The vLLM project has upgraded its transformers modeling backend to dynamically apply inference-specific layer fusions at runtime, allowing compatible models to achieve native vLLM inference speeds without custom code. This update leverages torch.fx for static analysis and AST manipulation to identify and optimize patterns such as fused operations for Expert Parallelization in Mixture-of-Experts models.

  • Benchmarks on Qwen3 models (4B, 32B, and 235B-parameter FP8 MoE) show the updated backend matches the performance of vLLM's hand-written native implementations across single GPU, tensor parallelism, and data/expert parallelism setups.

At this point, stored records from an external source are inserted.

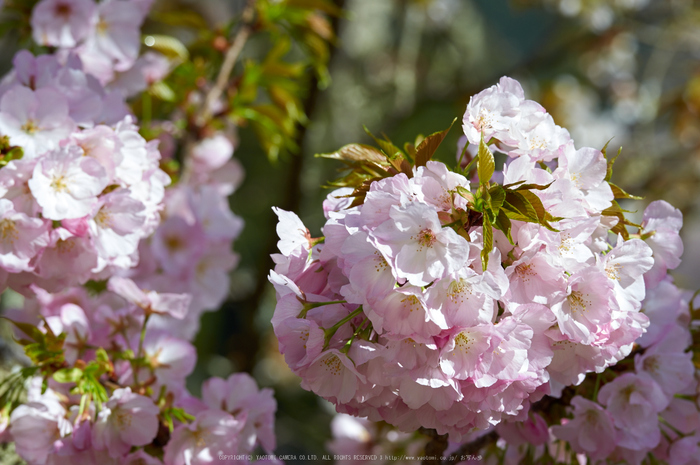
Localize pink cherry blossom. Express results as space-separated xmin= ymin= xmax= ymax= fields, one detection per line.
xmin=0 ymin=199 xmax=49 ymax=273
xmin=370 ymin=203 xmax=469 ymax=286
xmin=163 ymin=409 xmax=245 ymax=465
xmin=92 ymin=388 xmax=159 ymax=457
xmin=0 ymin=86 xmax=74 ymax=158
xmin=552 ymin=396 xmax=617 ymax=460
xmin=32 ymin=0 xmax=96 ymax=48
xmin=29 ymin=148 xmax=107 ymax=220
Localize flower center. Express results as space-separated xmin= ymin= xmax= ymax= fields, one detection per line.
xmin=418 ymin=229 xmax=437 ymax=247
xmin=51 ymin=175 xmax=68 ymax=192
xmin=401 ymin=295 xmax=422 ymax=313
xmin=95 ymin=208 xmax=112 ymax=229
xmin=114 ymin=409 xmax=131 ymax=429
xmin=605 ymin=263 xmax=623 ymax=281
xmin=566 ymin=291 xmax=591 ymax=313
xmin=447 ymin=278 xmax=472 ymax=304
xmin=0 ymin=218 xmax=19 ymax=244
xmin=515 ymin=263 xmax=535 ymax=282
xmin=455 ymin=333 xmax=474 ymax=354
xmin=54 ymin=3 xmax=73 ymax=19
xmin=321 ymin=354 xmax=342 ymax=376
xmin=21 ymin=119 xmax=40 ymax=135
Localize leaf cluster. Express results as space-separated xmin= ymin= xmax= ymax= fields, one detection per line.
xmin=140 ymin=0 xmax=342 ymax=162
xmin=316 ymin=125 xmax=561 ymax=270
xmin=316 ymin=118 xmax=457 ymax=207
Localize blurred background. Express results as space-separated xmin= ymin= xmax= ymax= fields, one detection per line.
xmin=2 ymin=0 xmax=700 ymax=455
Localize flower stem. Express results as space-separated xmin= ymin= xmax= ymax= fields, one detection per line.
xmin=323 ymin=305 xmax=362 ymax=349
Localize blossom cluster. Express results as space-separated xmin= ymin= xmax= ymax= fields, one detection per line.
xmin=270 ymin=78 xmax=682 ymax=441
xmin=0 ymin=0 xmax=276 ymax=465
xmin=129 ymin=133 xmax=243 ymax=340
xmin=31 ymin=0 xmax=162 ymax=89
xmin=0 ymin=47 xmax=170 ymax=293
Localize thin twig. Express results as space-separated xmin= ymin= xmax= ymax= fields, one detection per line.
xmin=195 ymin=0 xmax=255 ymax=128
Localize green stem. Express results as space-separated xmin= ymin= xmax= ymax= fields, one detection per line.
xmin=323 ymin=305 xmax=362 ymax=349
xmin=297 ymin=299 xmax=348 ymax=318
xmin=131 ymin=313 xmax=151 ymax=386
xmin=341 ymin=317 xmax=369 ymax=354
xmin=455 ymin=141 xmax=469 ymax=173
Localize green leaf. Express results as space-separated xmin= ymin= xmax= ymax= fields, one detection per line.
xmin=603 ymin=144 xmax=622 ymax=181
xmin=489 ymin=184 xmax=506 ymax=215
xmin=285 ymin=0 xmax=343 ymax=16
xmin=477 ymin=134 xmax=496 ymax=184
xmin=53 ymin=368 xmax=83 ymax=383
xmin=143 ymin=34 xmax=190 ymax=61
xmin=456 ymin=186 xmax=475 ymax=204
xmin=503 ymin=181 xmax=554 ymax=191
xmin=415 ymin=118 xmax=457 ymax=166
xmin=316 ymin=144 xmax=386 ymax=165
xmin=481 ymin=215 xmax=493 ymax=271
xmin=601 ymin=200 xmax=641 ymax=240
xmin=403 ymin=142 xmax=416 ymax=160
xmin=608 ymin=182 xmax=644 ymax=200
xmin=148 ymin=81 xmax=177 ymax=102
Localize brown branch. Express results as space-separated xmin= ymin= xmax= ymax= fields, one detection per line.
xmin=195 ymin=0 xmax=255 ymax=128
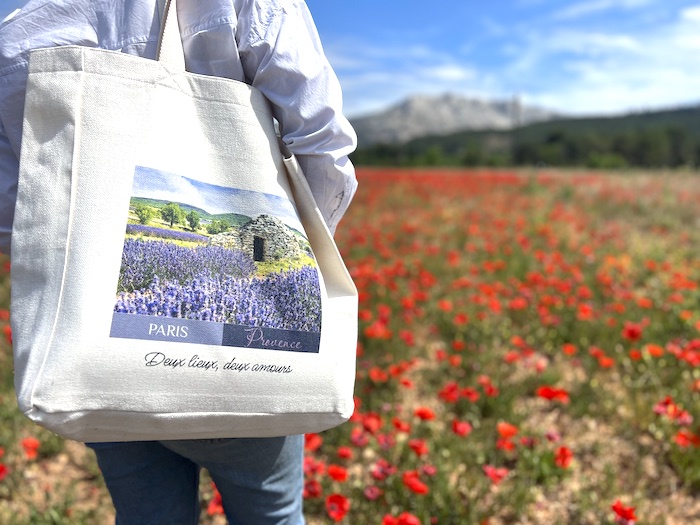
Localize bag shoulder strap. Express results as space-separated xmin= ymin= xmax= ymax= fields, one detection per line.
xmin=156 ymin=0 xmax=185 ymax=71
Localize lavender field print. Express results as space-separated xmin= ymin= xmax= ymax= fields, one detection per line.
xmin=110 ymin=167 xmax=321 ymax=352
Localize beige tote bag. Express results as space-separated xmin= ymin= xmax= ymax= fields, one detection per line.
xmin=11 ymin=0 xmax=357 ymax=442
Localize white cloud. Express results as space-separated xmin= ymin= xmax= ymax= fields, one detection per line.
xmin=329 ymin=0 xmax=700 ymax=116
xmin=531 ymin=4 xmax=700 ymax=114
xmin=680 ymin=5 xmax=700 ymax=22
xmin=553 ymin=0 xmax=654 ymax=20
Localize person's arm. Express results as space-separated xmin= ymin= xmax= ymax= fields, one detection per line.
xmin=0 ymin=122 xmax=19 ymax=254
xmin=236 ymin=0 xmax=357 ymax=232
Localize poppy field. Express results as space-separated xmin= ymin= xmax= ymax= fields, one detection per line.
xmin=0 ymin=168 xmax=700 ymax=525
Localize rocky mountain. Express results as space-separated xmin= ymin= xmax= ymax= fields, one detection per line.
xmin=351 ymin=94 xmax=560 ymax=147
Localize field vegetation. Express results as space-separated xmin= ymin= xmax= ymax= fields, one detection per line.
xmin=0 ymin=168 xmax=700 ymax=525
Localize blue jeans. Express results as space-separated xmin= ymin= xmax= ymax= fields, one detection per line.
xmin=88 ymin=436 xmax=304 ymax=525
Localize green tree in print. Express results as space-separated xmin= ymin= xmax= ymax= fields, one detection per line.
xmin=160 ymin=202 xmax=185 ymax=228
xmin=134 ymin=204 xmax=155 ymax=224
xmin=186 ymin=210 xmax=199 ymax=231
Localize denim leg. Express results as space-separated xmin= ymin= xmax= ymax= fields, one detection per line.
xmin=161 ymin=436 xmax=304 ymax=525
xmin=87 ymin=441 xmax=200 ymax=525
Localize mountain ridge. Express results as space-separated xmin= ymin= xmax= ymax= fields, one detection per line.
xmin=350 ymin=93 xmax=563 ymax=147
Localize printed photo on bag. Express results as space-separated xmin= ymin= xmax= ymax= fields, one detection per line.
xmin=110 ymin=166 xmax=321 ymax=352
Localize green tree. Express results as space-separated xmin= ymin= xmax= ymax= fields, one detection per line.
xmin=185 ymin=210 xmax=200 ymax=232
xmin=160 ymin=202 xmax=185 ymax=228
xmin=207 ymin=220 xmax=231 ymax=235
xmin=134 ymin=204 xmax=155 ymax=224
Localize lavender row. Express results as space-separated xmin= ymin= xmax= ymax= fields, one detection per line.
xmin=117 ymin=239 xmax=256 ymax=292
xmin=114 ymin=267 xmax=321 ymax=332
xmin=126 ymin=224 xmax=209 ymax=242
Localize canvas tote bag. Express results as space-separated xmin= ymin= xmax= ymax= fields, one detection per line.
xmin=11 ymin=0 xmax=357 ymax=442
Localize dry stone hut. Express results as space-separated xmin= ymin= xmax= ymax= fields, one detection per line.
xmin=210 ymin=215 xmax=304 ymax=262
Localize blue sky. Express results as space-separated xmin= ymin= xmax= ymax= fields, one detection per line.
xmin=0 ymin=0 xmax=700 ymax=117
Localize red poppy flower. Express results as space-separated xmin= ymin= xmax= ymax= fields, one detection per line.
xmin=554 ymin=447 xmax=574 ymax=468
xmin=22 ymin=436 xmax=41 ymax=460
xmin=622 ymin=321 xmax=643 ymax=342
xmin=535 ymin=385 xmax=569 ymax=404
xmin=391 ymin=417 xmax=411 ymax=434
xmin=304 ymin=434 xmax=323 ymax=452
xmin=336 ymin=447 xmax=355 ymax=459
xmin=673 ymin=429 xmax=700 ymax=448
xmin=362 ymin=412 xmax=382 ymax=434
xmin=382 ymin=512 xmax=423 ymax=525
xmin=452 ymin=419 xmax=472 ymax=437
xmin=438 ymin=381 xmax=460 ymax=403
xmin=496 ymin=421 xmax=518 ymax=439
xmin=207 ymin=483 xmax=224 ymax=516
xmin=401 ymin=470 xmax=430 ymax=494
xmin=414 ymin=407 xmax=435 ymax=421
xmin=326 ymin=494 xmax=350 ymax=521
xmin=327 ymin=465 xmax=348 ymax=482
xmin=483 ymin=465 xmax=510 ymax=485
xmin=364 ymin=485 xmax=384 ymax=501
xmin=611 ymin=500 xmax=637 ymax=523
xmin=408 ymin=439 xmax=429 ymax=456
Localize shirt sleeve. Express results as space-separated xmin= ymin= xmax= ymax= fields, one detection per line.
xmin=236 ymin=0 xmax=357 ymax=232
xmin=0 ymin=123 xmax=19 ymax=254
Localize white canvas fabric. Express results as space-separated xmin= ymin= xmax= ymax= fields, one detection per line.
xmin=11 ymin=1 xmax=357 ymax=442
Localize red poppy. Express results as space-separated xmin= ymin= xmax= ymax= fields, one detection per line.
xmin=535 ymin=385 xmax=569 ymax=404
xmin=496 ymin=421 xmax=518 ymax=439
xmin=22 ymin=436 xmax=41 ymax=460
xmin=362 ymin=412 xmax=382 ymax=434
xmin=336 ymin=447 xmax=355 ymax=459
xmin=327 ymin=465 xmax=348 ymax=482
xmin=438 ymin=381 xmax=460 ymax=403
xmin=207 ymin=483 xmax=224 ymax=516
xmin=611 ymin=500 xmax=637 ymax=525
xmin=622 ymin=321 xmax=643 ymax=341
xmin=304 ymin=456 xmax=326 ymax=476
xmin=304 ymin=434 xmax=323 ymax=452
xmin=414 ymin=407 xmax=435 ymax=421
xmin=554 ymin=447 xmax=574 ymax=468
xmin=644 ymin=344 xmax=665 ymax=357
xmin=401 ymin=470 xmax=430 ymax=494
xmin=369 ymin=458 xmax=396 ymax=481
xmin=408 ymin=439 xmax=429 ymax=456
xmin=364 ymin=485 xmax=384 ymax=501
xmin=483 ymin=465 xmax=510 ymax=485
xmin=452 ymin=419 xmax=472 ymax=437
xmin=326 ymin=494 xmax=350 ymax=521
xmin=459 ymin=386 xmax=481 ymax=403
xmin=562 ymin=343 xmax=578 ymax=355
xmin=391 ymin=417 xmax=411 ymax=434
xmin=674 ymin=429 xmax=700 ymax=448
xmin=382 ymin=512 xmax=422 ymax=525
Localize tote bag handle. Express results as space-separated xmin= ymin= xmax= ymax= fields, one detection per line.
xmin=156 ymin=0 xmax=185 ymax=71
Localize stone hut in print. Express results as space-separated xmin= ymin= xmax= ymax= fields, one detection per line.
xmin=210 ymin=215 xmax=305 ymax=262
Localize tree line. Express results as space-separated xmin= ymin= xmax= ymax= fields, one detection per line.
xmin=134 ymin=202 xmax=231 ymax=235
xmin=351 ymin=123 xmax=700 ymax=169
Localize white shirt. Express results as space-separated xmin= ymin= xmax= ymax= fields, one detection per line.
xmin=0 ymin=0 xmax=357 ymax=252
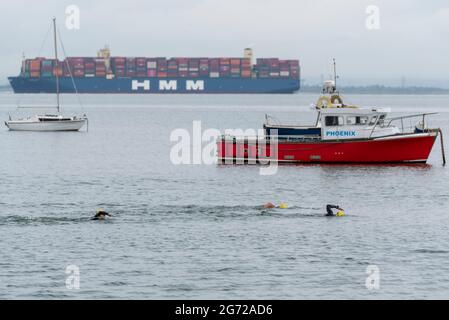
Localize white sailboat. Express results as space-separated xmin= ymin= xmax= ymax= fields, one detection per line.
xmin=5 ymin=18 xmax=88 ymax=131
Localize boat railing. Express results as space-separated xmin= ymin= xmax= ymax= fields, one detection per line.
xmin=370 ymin=112 xmax=437 ymax=138
xmin=220 ymin=135 xmax=321 ymax=143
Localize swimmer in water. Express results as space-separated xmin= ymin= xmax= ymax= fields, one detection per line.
xmin=92 ymin=209 xmax=112 ymax=220
xmin=326 ymin=204 xmax=344 ymax=217
xmin=262 ymin=202 xmax=287 ymax=209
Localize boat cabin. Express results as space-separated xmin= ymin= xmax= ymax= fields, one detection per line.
xmin=317 ymin=108 xmax=400 ymax=140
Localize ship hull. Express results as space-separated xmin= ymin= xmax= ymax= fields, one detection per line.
xmin=217 ymin=131 xmax=438 ymax=164
xmin=8 ymin=76 xmax=300 ymax=94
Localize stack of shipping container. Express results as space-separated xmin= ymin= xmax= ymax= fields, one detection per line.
xmin=22 ymin=57 xmax=299 ymax=79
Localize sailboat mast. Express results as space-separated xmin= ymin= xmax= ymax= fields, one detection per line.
xmin=53 ymin=18 xmax=60 ymax=113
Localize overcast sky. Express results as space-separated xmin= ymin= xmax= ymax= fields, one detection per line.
xmin=0 ymin=0 xmax=449 ymax=87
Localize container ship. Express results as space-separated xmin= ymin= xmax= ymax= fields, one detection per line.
xmin=8 ymin=47 xmax=300 ymax=94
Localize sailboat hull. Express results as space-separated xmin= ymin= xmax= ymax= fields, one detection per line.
xmin=5 ymin=119 xmax=87 ymax=132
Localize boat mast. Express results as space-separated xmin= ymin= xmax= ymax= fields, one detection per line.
xmin=334 ymin=58 xmax=338 ymax=90
xmin=53 ymin=18 xmax=59 ymax=113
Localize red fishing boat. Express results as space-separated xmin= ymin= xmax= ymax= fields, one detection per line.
xmin=217 ymin=81 xmax=444 ymax=164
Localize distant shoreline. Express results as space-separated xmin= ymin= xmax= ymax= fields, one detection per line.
xmin=0 ymin=85 xmax=449 ymax=95
xmin=300 ymin=85 xmax=449 ymax=95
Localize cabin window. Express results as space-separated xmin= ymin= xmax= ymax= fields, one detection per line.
xmin=325 ymin=116 xmax=344 ymax=127
xmin=369 ymin=116 xmax=377 ymax=126
xmin=346 ymin=116 xmax=369 ymax=125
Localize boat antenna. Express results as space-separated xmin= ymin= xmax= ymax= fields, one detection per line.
xmin=334 ymin=58 xmax=338 ymax=90
xmin=53 ymin=18 xmax=60 ymax=113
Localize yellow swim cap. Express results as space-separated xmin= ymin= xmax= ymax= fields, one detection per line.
xmin=337 ymin=211 xmax=345 ymax=217
xmin=279 ymin=202 xmax=288 ymax=209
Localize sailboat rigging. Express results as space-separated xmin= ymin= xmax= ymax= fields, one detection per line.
xmin=5 ymin=18 xmax=88 ymax=131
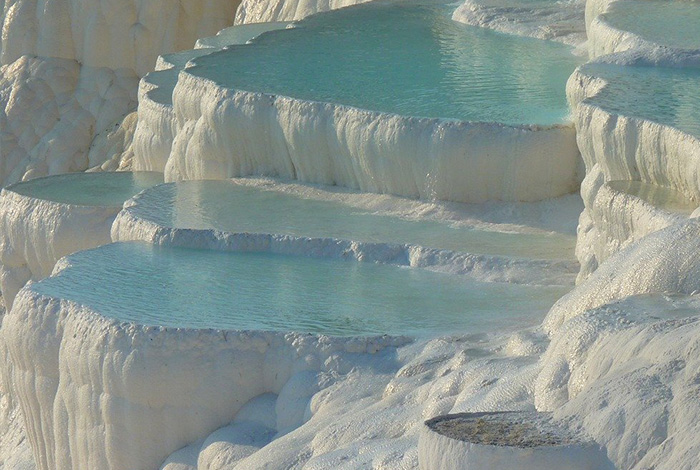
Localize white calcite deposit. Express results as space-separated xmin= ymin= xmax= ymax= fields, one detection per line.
xmin=0 ymin=0 xmax=700 ymax=470
xmin=418 ymin=412 xmax=615 ymax=470
xmin=133 ymin=71 xmax=579 ymax=202
xmin=452 ymin=0 xmax=586 ymax=47
xmin=0 ymin=0 xmax=243 ymax=186
xmin=0 ymin=185 xmax=120 ymax=310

  • The integration supports standard parallelism options like --tensor-parallel-size and --data-parallel-size without changing serving setup configurations.
  • Optimized operations include mappings to vLLM kernels for Expert Parallelization and fused MergedColumnParallelLinear/QKVParallelLinear blocks that enable automatic inference of tensor and pipeline parallel plans.
  • Models processed through this backend remain fully torch compilable via torch.compile and CUDA Graphs, while retaining the ability to be used for training, evaluations, and RL rollouts.

This improvement allows model authors to run Hugging Face models inside vLLM with optimized performance without porting code, bridging the gap between ease of use and maximum hardware utilization.